El comentario acentúa la angustia de Pablo, que gime con más fuerza.
–¡Ya cálmate! Sabes que estamos haciendo todo lo posible por encontrar a Oliverio –grita Herminio.
–Mi amor, comprende: Pablo tiene seis años, es hijo único. Para él Oliverio es su mejor amigo, casi su hermano –Águeda retira los mechones que enturbian la frente de su hijo–. ¿Verdad que lo quieres mucho?
–¡Muchísimo! Por eso, si él no llega, no voy con ustedes a Veracruz. Me quedo a esperarlo.
II
Por insólita, la respuesta de Pablo hace sonreír a don Carlos y desconcierta a sus padres. Águeda es la primera en reaccionar:
–Pero si te has pasado meses diciéndome que te morías porque te lleváramos al mar y por conocer los barcos. No es posible que ahora que podemos darte gusto nos salgas con que ya no quieres ir a Veracruz –Águeda acaricia las manos de su hijo–. Será divertidísimo. Piensa que nos vamos a ir en el coche que tu tío Ernesto nos prestó y que te compraremos las hamburguesas que te gustan para que vayas comiéndolas en el camino. ¿Qué dices?
–Que si no llega Oliverio no voy –repite Pablo.
–No seas tontito y escúchame. Sabes que tu papá y yo hemos estado ahorrando para llevarte en estas vacaciones a Veracruz. Es un lugar precioso.
–A mí no me lo parece tanto. Hace un calor de los mil demonios y los mosquitos son algo... –don Carlos se rasca un brazo, como si ya estuviera sufriendo el ataque de los insectos.
–Bueno, don Carlos, usted dice si prefiere quedarse...
–¡Perfecto!

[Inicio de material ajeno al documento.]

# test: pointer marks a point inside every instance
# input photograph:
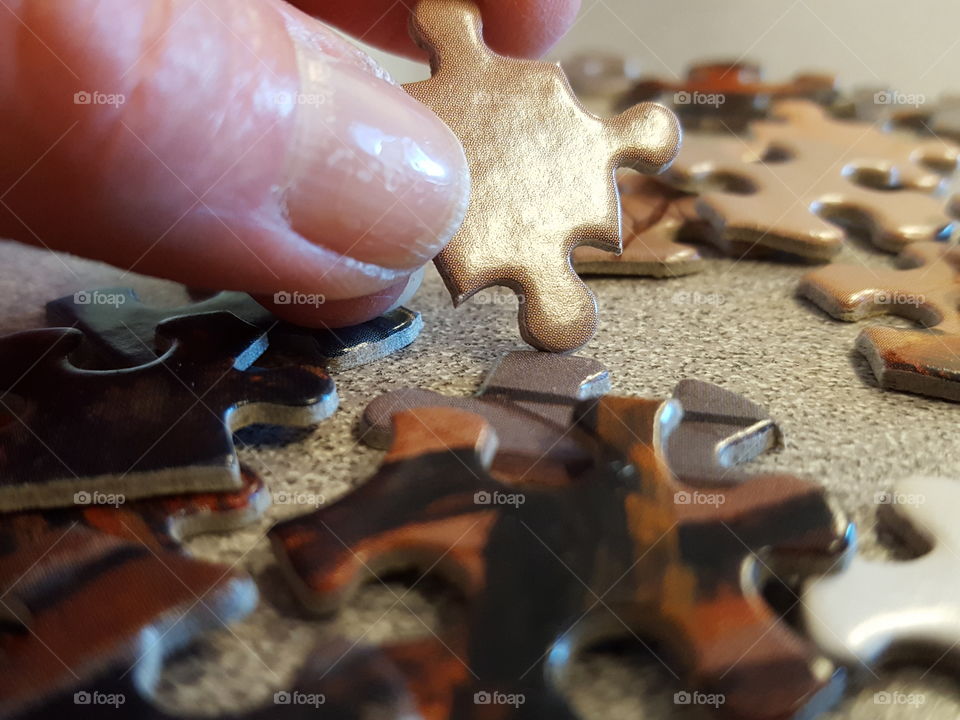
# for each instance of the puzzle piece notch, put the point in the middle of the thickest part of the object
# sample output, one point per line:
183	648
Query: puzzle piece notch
794	205
517	119
96	601
926	291
185	406
527	397
690	590
120	331
655	219
872	611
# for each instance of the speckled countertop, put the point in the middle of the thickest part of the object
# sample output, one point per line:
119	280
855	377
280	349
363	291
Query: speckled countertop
754	337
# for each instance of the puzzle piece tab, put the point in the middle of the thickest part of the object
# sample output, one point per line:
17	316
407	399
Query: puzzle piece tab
927	291
121	331
790	187
542	172
655	218
609	552
157	429
870	611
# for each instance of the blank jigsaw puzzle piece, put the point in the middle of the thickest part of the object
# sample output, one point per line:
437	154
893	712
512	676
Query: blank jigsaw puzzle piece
926	291
121	331
95	601
871	611
655	219
542	172
157	429
795	205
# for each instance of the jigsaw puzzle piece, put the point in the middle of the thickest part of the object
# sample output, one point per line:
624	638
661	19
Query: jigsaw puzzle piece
872	611
542	172
794	205
730	640
728	95
655	219
158	429
164	522
888	159
94	601
528	399
120	331
927	291
719	431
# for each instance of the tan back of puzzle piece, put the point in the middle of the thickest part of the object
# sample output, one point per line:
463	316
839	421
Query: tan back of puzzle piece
783	204
927	291
542	171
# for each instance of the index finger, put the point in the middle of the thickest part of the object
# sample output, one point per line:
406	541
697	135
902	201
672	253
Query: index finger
519	28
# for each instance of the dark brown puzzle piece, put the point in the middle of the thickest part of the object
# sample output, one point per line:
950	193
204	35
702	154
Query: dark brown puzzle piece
94	601
157	429
606	554
121	331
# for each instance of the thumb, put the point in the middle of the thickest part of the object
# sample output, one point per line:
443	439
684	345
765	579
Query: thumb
234	144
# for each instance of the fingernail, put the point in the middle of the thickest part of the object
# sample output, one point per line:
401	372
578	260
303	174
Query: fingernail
374	174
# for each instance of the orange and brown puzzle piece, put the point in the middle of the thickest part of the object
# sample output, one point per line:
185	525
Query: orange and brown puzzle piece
727	95
656	218
788	186
927	291
607	553
542	171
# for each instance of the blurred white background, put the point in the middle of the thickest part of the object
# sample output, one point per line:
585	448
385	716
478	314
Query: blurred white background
909	45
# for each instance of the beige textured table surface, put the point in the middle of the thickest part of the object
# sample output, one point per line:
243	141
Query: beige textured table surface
755	337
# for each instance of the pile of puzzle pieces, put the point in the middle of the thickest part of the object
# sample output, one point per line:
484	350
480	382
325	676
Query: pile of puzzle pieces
565	516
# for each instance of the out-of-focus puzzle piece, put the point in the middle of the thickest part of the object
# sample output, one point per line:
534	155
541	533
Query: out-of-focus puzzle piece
871	611
542	172
608	553
727	95
780	190
720	430
163	522
89	600
162	428
655	218
121	331
528	398
926	291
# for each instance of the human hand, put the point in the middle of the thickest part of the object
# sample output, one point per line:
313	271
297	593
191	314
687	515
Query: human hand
236	144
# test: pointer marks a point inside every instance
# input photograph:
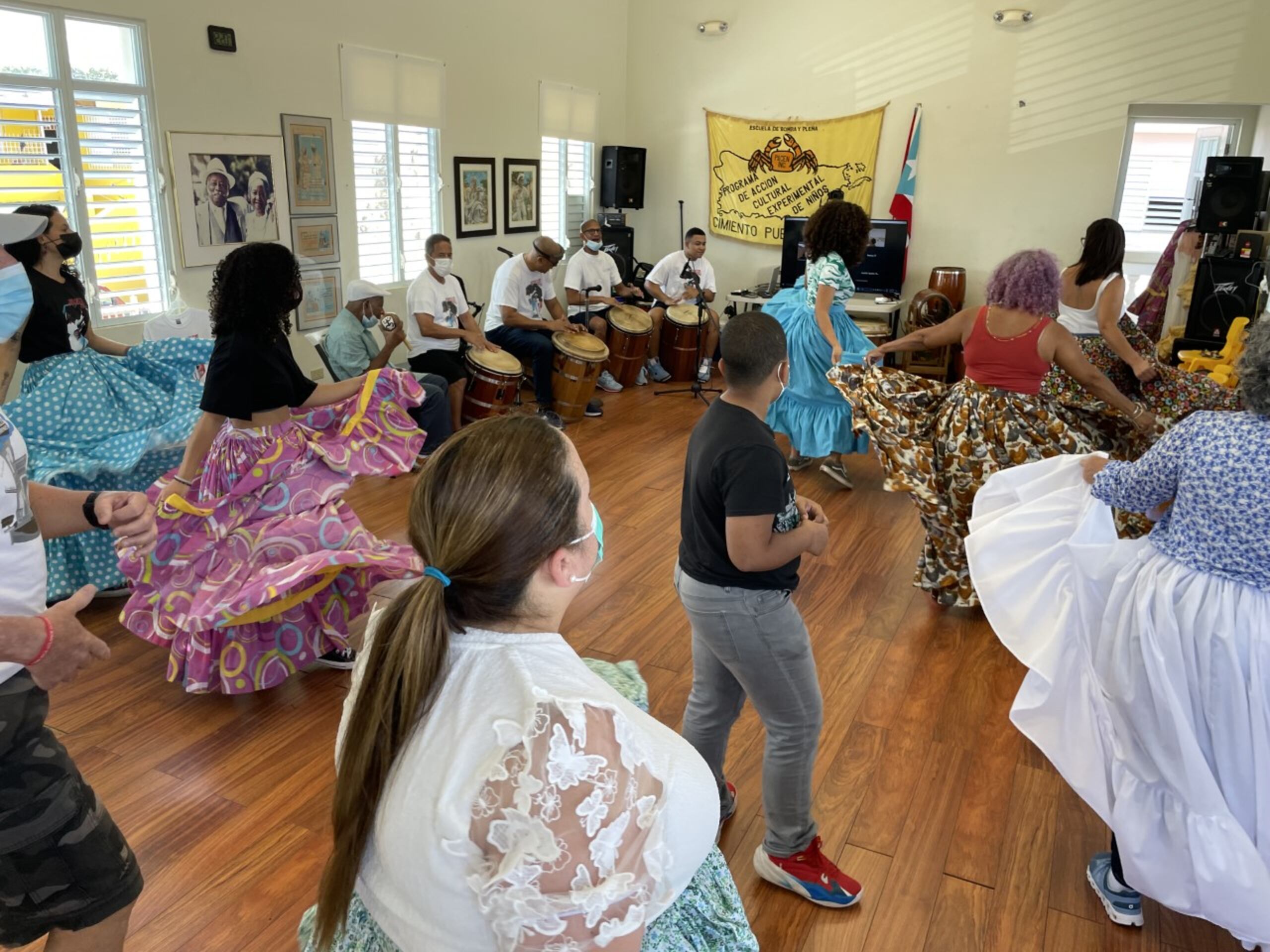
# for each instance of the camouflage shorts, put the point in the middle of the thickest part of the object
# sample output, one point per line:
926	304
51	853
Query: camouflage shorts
64	864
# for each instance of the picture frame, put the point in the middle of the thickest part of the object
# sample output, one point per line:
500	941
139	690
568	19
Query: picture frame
323	298
308	143
229	191
475	197
316	240
522	196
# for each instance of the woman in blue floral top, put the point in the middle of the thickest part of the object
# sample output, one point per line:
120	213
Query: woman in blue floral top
820	336
1150	682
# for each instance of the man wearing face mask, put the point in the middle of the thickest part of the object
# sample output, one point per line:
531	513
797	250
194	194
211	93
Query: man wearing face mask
441	328
221	220
516	321
595	268
353	351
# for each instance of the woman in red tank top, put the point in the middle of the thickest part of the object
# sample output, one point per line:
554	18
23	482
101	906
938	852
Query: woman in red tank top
942	442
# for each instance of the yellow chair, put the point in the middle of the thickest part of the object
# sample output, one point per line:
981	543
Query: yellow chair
1227	356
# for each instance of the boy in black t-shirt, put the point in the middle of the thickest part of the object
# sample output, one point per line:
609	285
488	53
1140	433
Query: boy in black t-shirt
743	534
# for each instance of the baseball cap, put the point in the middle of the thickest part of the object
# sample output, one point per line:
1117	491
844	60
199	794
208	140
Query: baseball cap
18	228
361	290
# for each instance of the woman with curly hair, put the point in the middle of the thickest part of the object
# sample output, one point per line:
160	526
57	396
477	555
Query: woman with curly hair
820	336
1091	306
940	443
1150	658
98	416
262	564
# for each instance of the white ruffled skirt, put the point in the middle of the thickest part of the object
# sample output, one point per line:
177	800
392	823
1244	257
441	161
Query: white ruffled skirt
1148	688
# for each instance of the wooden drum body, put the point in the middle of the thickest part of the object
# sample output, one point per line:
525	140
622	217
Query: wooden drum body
629	333
493	384
681	332
578	361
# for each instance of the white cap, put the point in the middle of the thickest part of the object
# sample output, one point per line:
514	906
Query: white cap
18	228
361	290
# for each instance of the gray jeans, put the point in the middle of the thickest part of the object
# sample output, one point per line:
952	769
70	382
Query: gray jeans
754	644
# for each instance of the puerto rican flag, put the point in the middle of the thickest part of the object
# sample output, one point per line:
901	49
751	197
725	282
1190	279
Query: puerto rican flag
902	205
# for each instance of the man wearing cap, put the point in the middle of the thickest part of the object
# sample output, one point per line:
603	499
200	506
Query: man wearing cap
221	219
65	869
352	351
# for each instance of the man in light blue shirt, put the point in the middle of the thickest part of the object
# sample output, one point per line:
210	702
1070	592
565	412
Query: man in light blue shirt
353	351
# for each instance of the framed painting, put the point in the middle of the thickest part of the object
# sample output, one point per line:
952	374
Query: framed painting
316	240
522	192
310	164
229	191
474	197
321	302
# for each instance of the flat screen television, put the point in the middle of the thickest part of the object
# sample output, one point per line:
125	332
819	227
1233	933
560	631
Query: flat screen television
879	273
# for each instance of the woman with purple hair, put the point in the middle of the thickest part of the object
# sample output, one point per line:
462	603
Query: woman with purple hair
940	442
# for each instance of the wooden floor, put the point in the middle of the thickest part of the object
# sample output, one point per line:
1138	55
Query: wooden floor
962	833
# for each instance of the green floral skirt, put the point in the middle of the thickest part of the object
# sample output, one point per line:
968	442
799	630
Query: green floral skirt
708	916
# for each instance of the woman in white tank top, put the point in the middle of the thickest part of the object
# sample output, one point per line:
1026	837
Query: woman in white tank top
1091	306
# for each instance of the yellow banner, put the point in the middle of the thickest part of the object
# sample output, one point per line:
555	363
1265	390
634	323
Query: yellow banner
762	171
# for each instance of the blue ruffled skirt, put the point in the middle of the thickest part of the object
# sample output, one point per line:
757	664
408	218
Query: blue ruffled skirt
94	422
811	412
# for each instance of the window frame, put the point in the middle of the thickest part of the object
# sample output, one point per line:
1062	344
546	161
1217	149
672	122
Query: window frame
393	149
64	88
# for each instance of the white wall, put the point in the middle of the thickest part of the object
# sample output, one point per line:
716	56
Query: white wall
992	177
496	51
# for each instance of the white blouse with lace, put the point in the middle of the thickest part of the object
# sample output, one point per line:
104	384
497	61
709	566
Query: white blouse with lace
534	809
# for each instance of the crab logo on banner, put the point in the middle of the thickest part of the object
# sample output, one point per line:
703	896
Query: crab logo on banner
763	171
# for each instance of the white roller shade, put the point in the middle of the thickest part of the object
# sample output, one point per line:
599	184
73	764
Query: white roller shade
568	112
382	87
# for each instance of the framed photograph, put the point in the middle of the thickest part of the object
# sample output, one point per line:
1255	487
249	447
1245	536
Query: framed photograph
316	240
323	293
230	189
310	164
521	193
475	210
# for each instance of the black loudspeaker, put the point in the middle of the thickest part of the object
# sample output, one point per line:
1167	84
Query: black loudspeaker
620	243
1231	194
622	177
1225	289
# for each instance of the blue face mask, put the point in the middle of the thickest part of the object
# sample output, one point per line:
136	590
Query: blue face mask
597	530
16	300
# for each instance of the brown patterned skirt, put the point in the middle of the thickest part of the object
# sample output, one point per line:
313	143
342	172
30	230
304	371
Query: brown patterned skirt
939	443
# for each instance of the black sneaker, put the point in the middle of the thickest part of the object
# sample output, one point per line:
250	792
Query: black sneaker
342	659
552	416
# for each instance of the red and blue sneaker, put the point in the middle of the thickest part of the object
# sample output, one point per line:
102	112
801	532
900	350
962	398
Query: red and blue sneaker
810	874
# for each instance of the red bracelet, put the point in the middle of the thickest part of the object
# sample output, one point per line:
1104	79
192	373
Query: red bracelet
48	645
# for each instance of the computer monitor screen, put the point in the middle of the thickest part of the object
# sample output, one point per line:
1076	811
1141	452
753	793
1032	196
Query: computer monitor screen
879	273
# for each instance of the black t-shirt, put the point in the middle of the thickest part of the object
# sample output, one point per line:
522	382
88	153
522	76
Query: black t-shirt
733	468
59	319
248	375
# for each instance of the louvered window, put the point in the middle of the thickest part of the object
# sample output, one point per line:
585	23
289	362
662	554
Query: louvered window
69	79
395	191
567	183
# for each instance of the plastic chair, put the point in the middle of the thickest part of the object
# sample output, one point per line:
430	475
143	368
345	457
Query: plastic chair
1227	356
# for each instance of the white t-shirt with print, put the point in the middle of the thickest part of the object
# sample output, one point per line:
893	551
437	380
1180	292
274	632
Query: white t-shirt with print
23	573
587	271
444	300
518	287
667	273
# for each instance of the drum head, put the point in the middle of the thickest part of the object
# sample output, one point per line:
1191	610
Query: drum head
631	320
584	347
686	315
497	361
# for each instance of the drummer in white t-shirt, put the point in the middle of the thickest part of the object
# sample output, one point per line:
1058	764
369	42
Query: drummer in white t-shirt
443	325
679	280
590	281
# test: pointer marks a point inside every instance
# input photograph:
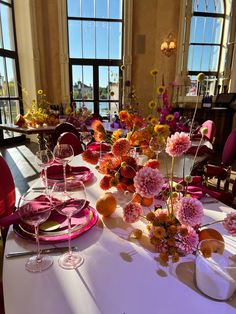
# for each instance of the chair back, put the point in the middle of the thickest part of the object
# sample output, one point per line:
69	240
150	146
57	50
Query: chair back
73	140
210	125
7	190
64	127
229	151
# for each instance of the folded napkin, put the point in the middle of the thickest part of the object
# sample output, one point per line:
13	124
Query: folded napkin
203	150
99	146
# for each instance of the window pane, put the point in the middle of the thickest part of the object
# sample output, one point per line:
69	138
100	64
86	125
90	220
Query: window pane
73	8
102	40
104	109
114	83
103	82
7	29
3	80
87	8
11	74
115	40
82	78
88	39
75	46
115	9
101	9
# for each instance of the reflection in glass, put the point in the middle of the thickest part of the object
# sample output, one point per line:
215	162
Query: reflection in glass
103	82
102	45
87	8
101	9
73	8
115	9
75	45
12	80
115	40
88	31
7	29
82	82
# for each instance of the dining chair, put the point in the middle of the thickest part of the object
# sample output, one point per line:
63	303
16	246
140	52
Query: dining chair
73	140
64	127
222	172
7	195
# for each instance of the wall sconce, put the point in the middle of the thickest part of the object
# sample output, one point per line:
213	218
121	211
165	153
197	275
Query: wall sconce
168	47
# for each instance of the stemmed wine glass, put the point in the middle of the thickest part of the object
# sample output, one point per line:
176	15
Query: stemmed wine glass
34	208
68	203
63	154
86	137
44	158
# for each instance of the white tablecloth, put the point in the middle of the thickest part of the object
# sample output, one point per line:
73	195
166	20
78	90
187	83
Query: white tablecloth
118	276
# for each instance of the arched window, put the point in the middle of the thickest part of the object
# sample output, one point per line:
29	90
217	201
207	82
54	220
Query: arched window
95	29
206	38
9	71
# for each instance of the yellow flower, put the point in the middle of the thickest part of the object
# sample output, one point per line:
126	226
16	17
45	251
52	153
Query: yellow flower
160	89
152	104
170	117
154	72
154	121
200	77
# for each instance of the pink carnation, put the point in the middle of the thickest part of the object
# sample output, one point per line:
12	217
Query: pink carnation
178	144
189	211
131	212
148	182
230	223
187	244
120	147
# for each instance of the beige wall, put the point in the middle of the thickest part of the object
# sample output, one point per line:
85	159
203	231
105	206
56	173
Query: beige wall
154	19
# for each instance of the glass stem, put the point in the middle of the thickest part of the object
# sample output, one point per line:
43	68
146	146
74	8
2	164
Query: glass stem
64	175
69	235
39	258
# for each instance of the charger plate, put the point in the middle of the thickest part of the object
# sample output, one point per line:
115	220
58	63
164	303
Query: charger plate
55	229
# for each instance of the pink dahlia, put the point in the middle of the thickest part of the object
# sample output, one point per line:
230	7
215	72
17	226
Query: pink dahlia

Mi nieto y yo nos quedamos aquí para esperar a Oliverio.
–Papá, no le des cuerda al niño, por favor –Águeda se vuelve hacia su esposo–. Ya nada más estamos diciendo tonterías. Piensa, ¿qué hacemos?
III
–Lo único que se me ocurre es que salgamos a pegar anuncios ofreciendo una recompensa a quien nos dé razón de Oliverio.
–¿Cuánto sería bueno ofrecer?
–No fijen precio, mejor espérense –interviene don Carlos–. Según el aspecto del que responda le dan su recompensa. Y desde luego no la entreguen si no ven primero a Oliverio.
–¡Correcto! Para facilitar las cosas, sería bueno meterle al anuncio su foto. Tú tienes, ¿verdad, Águeda?
–Muchas, pero si las pegamos se van a maltratar, o a lo mejor la gente las arranca, porque como Oliverio es tan guapo.
–Desde cuándo te dije que les sacaras copia, pero no hiciste caso.
–Ay, Herminio, ¿yo cómo iba a saber que podríamos necesitarlas? Y menos para una cosa así... –desvía la mirada y esquiva la expresión reprobatoria de su esposo–. En vez de foto, ¿por qué mejor no ponemos un retrato hablado?
–No se me ocurre de qué manera.
–Pues así, pensando en cómo es Oliverio: rubio, de ojos azules, alto para su edad, gordito.
–Sí, es cierto, así es Oliverio. Yo puedo dibujarlo.
–Muy bien, hijo, ve por tus colores a tu cuarto, mientras nosotros escombramos la mesa para que tengas dónde trabajar –Águeda se sorprende al ver que a los pocos minutos reaparece Pablo con una hoja doblada–. ¿Ya tan pronto hiciste tu dibujo?
–No. Este papel lo encontré debajo de la puerta.
–Tira esa porquería. De seguro es propaganda política –ordena don Carlos, malhumorado.
–No lo creo –Águeda desdobla la hoja. Ve un mechoncito rubio y un mensaje escrito con letras recortadas de un periódico–. Ojo: auténticos pelos de gato. Si quieren ver de nuevo a Oliverio depositen 4 mil pesos en el basurero de la esquina. Bolsa negra. Antes de las 12 de la noche. Ojo: sólo efectivo. Si no cumplen, ¡adiós gatito, adiós para siempre, adiós! Firma: Hablo-en-Serio.
Herminio se acerca a su mujer y le habla en secreto:
–¿Entendiste lo mismo que yo? ¿El gato está secuestrado? –Águeda asiente–. ¿Qué hacemos?
–Primero, no decírselo al niño, y luego, pagar lo que nos piden. Acuérdate que tenemos lo de las vacaciones –Águeda se inclina y gime. Al ver que su hijo se acerca intenta sonreír–. Lloro de gusto porque una persona ya encontró a Oliverio y nos lo va a entregar al rato.
–Qué bueno, así mi gatito podrá ir con nosotros a Veracruz.
–No, mi vida. Este año tampoco saldremos de vacaciones.